Video: São Paulo’s Grafica Fidalga Letterpress
We here at Traveler love a well-made craft (we’ve got an authentic shopping guide to prove it), which is why I was taken with this video made by the folks over at Cool Hunting. They visited the Grafica Fildalga printing facility in São Paulo, Brazil, and interviewed the adorable gentlemen who painstakingly lay out the characters for posters on a 1929 German letterpress. Watching the machine in action is mesmerizing.

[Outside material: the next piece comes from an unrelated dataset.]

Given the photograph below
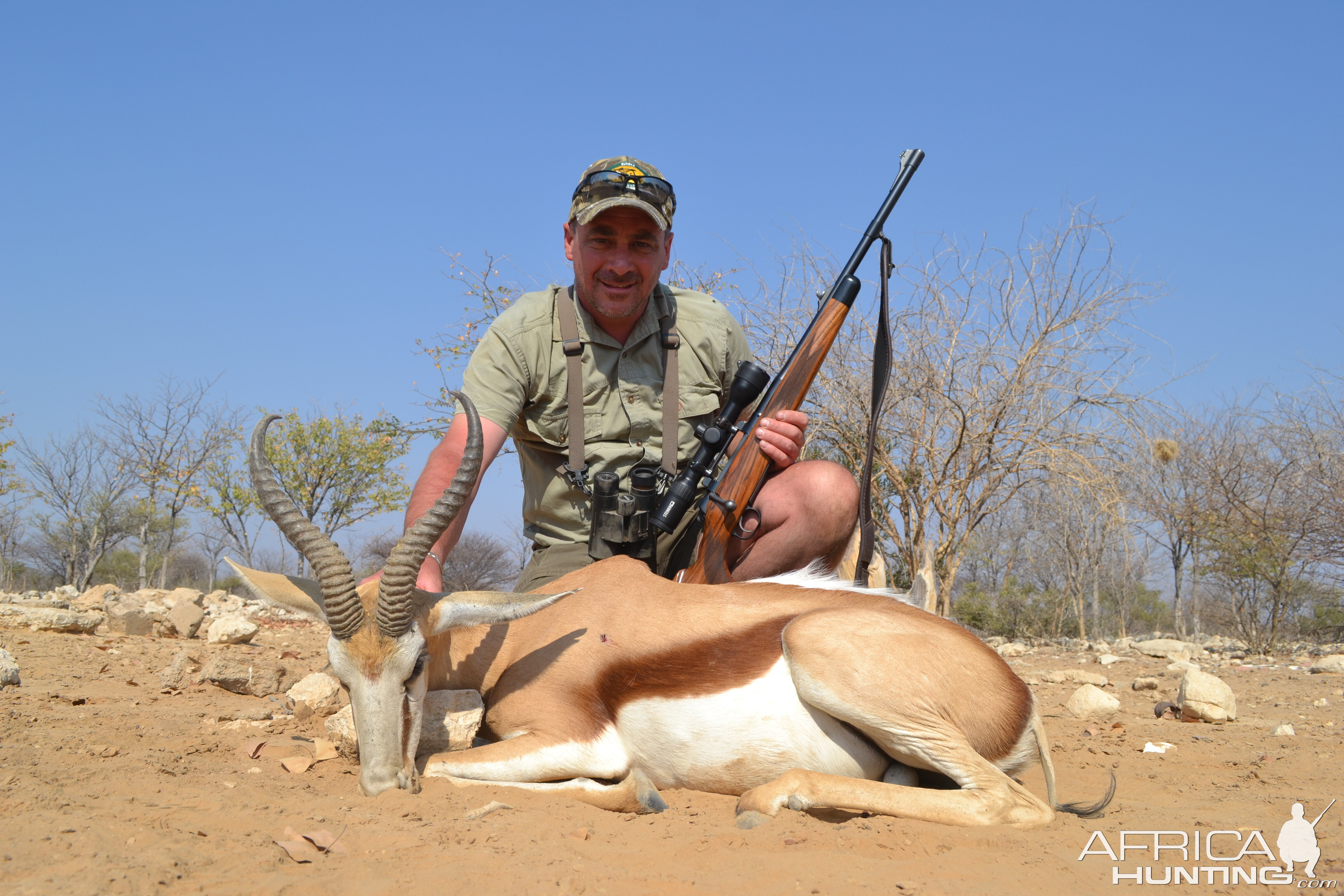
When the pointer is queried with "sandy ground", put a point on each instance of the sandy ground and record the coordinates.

What’s even more interesting is that this shop has managed to stay in business even after São Paulo instituted it’s “clean city” campaign back in 2007. At the time, the local government’s decision to eliminate all public advertising — everything from billboards to bus stop ads — was an extension of their aim to combat pollution. The “visual pollution” of such signage completely overwhelmed the city, to the point where one local journalist reported that prior to the cleanup, some fevelas had been practically invisible to the public because billboards had been covering them. The reduction of pollution was seen as a tremendous life-enhancement to city residents (it had a 70 percent approval rating), and now São Paulo is slowly starting to designate areas where advertising can be permitted — in moderation. Grafica Fildalga has been kept afloat in part by the efforts of Choque Cultural, art gallery whose uses these posters to promote their shows. It’s a great bridge between the old and new.